Jetzt will ich Ihnen einfach einmal ein paar Zahlen nennen. Zwischen 1996 und 2004 ist bei uns in Baden-Württemberg die Pro-Kopf-Verschuldung um 1 014 € gestiegen. Das ist zu viel. Jetzt möchten Sie sicher gerne wissen, wie sie in den anderen Ländern gestiegen ist: in Rheinland-Pfalz um 1 920 €,

(Zurufe von der CDU: Hört, hört!)

in Schleswig-Holstein um 1 960 €, in Niedersachsen, das finanzpolitisch immer noch von Ihrer ehemaligen Regierungsverantwortung geprägt ist

(Lachen des Abg. Zeller SPD)

natürlich, man kann das doch nicht in einem Jahr ändern –, um 2 000 €

(Abg. Fischer SPD: So hat man es auch im Bund nicht verändern können!)
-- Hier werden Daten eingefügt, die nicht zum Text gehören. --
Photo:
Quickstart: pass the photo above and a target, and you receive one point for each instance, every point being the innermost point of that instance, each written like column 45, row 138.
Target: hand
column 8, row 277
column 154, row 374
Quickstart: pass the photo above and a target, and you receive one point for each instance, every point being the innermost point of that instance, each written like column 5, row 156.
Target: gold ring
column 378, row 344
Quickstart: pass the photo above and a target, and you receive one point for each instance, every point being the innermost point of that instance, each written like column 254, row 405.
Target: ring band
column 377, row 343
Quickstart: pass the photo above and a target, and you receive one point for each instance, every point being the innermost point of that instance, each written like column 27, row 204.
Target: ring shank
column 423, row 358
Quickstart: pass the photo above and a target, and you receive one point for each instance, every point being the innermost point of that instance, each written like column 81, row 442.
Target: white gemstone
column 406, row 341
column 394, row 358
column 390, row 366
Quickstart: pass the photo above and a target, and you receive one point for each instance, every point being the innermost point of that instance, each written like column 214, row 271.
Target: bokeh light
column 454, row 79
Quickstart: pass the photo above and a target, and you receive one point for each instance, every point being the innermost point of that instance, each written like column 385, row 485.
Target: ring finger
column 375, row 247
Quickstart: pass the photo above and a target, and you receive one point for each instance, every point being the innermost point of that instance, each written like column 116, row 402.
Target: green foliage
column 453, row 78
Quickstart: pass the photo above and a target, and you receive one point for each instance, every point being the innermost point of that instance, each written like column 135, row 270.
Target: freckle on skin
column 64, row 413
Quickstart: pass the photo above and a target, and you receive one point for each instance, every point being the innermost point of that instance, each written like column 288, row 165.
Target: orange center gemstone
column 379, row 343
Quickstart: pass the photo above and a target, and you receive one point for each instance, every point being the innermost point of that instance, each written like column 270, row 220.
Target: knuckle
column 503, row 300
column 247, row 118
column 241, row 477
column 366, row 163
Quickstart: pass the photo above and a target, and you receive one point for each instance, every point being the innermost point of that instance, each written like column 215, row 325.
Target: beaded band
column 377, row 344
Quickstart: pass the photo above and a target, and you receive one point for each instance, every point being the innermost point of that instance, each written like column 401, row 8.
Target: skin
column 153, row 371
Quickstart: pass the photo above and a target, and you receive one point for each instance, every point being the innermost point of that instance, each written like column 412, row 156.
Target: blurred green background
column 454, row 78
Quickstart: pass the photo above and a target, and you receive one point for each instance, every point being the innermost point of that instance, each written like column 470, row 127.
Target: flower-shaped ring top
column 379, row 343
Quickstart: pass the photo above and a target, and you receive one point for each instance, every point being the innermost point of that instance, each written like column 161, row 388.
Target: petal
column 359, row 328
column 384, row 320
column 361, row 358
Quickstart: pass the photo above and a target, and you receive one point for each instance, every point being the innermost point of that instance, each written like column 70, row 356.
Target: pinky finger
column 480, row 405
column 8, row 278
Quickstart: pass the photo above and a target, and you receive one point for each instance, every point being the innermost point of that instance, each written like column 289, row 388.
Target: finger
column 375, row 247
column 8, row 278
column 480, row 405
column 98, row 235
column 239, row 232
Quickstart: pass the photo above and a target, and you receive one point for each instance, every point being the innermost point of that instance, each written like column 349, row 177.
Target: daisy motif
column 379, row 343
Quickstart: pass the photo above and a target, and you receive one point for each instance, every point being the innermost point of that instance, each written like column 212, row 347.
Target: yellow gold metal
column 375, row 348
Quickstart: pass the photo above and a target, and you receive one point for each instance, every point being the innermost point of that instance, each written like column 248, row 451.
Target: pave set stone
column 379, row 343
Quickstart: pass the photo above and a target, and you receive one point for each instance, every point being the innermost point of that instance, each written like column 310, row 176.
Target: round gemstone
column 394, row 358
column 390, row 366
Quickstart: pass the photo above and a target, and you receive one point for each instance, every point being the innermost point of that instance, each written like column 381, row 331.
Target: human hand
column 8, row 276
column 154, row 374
und in Nordrhein-Westfalen um 2 030 €. Also, in Nordrhein-Westfalen ist die Verschuldung doppelt so stark gestiegen wie in Baden-Württemberg, und da kommen Sie noch hierher und halten uns solche Vorträge.

(Abg. Fischer und Abg. Stickelberger SPD: Und im Bund?)

Dazu habe ich die Zahlen nicht da.

(Lachen bei der SPD – Abg. Zeller SPD: So ein- fach kann man es sich machen!)

Im Unterschied zu Ihnen sage ich nur dann etwas, wenn ich es wirklich weiß. Sie würden einfach irgendwelche Zahlen nennen.

(Beifall bei der CDU – Abg. Kübler CDU: Super! 1 : 0! – Abg. Zeller SPD: Die haben Sie mit Ab- sicht vergessen!)

Jetzt muss ich auch noch die Pro-Kopf-Verschuldung nennen, wie sie eben in Gottes Namen ist. Sie beträgt bei uns 3 500 €. Das ist viel zu viel. Aber wo steht denn NordrheinWestfalen? Dort liegt sie bei 5 700 €, in Schleswig-Holstein bei 7 000 €.